Lihat ke Halaman Asli

Aji Hanafi

Menulis

Pandangan Islam Mengenai Sistem Dropship Online

Diperbarui: 26 November 2020   20:38

Kompasiana adalah platform blog. Konten ini menjadi tanggung jawab bloger dan tidak mewakili pandangan redaksi Kompas.
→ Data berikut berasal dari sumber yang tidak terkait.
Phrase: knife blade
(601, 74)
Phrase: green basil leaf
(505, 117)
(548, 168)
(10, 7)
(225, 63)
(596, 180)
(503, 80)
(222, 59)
Ilmu Sosbud dan Agama. Sumber ilustrasi: PEXELS

Di Era digital ini teknologi sangat berkembang dengan pesat, beberapa aspek seperti pendidikan, infrastruktur dan juga kebutuhan sehari-hari. Salah satu perkembangan yang kian pesat adalah pada sektor penjualan barang dan jasa. Ditandai dengan banyaknya start-up yang berkembang di era ini, seperti Gojek, Grab, Bukalapak, Shopee dll. Masyarakat semakin dimudahkan untuk memenuhi kebutuhan dengan aplikasi ini. Aplikasi e-commerce seperti Shopee, Bukalapak, Tokopedia, dan sejenisnya menyediakan barang-barang yang kita butuhkan tanpa harus pergi ke pasar ataupun supermarket untuk mendapatkannya. Kita hanya tinggal membeli barang itu via aplikasi dan transfer pembayaran. Kemudian nanti ada kurir yang mengantarkan barangnya sampai ke rumah kita.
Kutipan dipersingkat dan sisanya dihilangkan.